Japan's population shrank at its fastest pace ever in 2019, with the number of people of working age dropping to a new low, government data showed Tuesday, reflecting the rapid aging of society and low birth rate.

The population fell 276,000 to 126.17 million as of Oct. 1, declining for the ninth straight year and recording the largest annual drop since comparable data became available in 1950, the Ministry of Internal Affairs and Communications said.

The number of Japanese nationals fell 487,000 to 123.73 million while that of foreign nationals living in Japan grew a record 211,000 to 2.44 million, apparently lifted by the increasing foreign workers coming to the country under a visa system established last year to help ease a labor shortage.

The number of people between the ages of 15 and 64 was 75.07 million and accounted for 59.5 percent of the total, the lowest percentage on record for the working-age population.

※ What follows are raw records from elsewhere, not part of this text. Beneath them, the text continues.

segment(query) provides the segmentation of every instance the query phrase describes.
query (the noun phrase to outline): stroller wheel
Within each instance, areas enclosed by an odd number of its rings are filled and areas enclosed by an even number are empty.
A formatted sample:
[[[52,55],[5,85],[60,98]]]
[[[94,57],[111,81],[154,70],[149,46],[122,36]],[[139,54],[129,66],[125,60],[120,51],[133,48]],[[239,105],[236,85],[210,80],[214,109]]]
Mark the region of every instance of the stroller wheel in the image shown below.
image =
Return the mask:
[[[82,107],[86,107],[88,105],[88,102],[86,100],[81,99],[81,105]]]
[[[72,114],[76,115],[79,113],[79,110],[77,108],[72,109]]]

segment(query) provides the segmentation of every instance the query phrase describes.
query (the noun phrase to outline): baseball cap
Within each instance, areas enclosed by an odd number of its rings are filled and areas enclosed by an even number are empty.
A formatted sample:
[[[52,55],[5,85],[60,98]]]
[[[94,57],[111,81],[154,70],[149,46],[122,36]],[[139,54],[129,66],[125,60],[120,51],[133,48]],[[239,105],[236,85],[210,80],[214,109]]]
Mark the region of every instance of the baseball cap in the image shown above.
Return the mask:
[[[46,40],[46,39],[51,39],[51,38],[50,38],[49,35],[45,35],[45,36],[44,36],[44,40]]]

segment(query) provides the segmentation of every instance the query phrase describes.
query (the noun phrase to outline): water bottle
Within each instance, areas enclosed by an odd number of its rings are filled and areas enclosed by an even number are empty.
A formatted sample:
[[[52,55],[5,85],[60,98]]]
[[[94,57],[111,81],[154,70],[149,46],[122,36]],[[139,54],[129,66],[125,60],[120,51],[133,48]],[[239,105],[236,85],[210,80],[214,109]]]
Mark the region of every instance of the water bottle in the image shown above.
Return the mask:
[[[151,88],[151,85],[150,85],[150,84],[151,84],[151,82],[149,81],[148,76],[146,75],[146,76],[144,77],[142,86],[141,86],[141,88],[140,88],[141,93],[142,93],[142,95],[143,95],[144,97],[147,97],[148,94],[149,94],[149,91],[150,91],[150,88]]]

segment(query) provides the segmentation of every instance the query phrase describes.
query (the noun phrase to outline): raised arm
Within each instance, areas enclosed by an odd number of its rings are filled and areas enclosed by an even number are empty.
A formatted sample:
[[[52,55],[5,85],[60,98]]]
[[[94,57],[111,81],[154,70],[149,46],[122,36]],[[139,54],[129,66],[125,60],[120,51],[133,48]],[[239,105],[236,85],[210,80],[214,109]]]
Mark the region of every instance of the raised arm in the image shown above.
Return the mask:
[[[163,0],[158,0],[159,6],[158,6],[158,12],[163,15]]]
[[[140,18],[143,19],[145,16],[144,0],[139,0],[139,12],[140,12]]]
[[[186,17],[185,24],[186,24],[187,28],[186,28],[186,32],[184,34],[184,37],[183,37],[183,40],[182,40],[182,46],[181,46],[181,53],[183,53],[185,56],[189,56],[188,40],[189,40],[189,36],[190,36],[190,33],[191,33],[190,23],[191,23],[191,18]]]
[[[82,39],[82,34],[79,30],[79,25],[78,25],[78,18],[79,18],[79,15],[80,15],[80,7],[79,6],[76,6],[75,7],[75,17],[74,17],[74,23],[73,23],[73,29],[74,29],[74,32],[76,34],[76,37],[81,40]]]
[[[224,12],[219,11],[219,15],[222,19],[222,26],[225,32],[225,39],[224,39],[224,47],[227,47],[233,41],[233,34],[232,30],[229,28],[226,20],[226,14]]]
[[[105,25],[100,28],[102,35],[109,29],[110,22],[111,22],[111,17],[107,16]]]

The population in 40 of the country's 47 prefectures declined, while that in the remaining seven prefectures including Tokyo grew as the trend of people moving to urban areas continued.

There were 35.89 million people aged 65 or older, accounting for 28.4 percent of the total and breaking the previous year's record high. Of these, people aged 75 or older totaled 18.49 million, accounting for 14.7 percent, also an all-time high.

The population of those aged 14 or younger was 15.21 million, accounting for 12.1 percent of the total, a record low.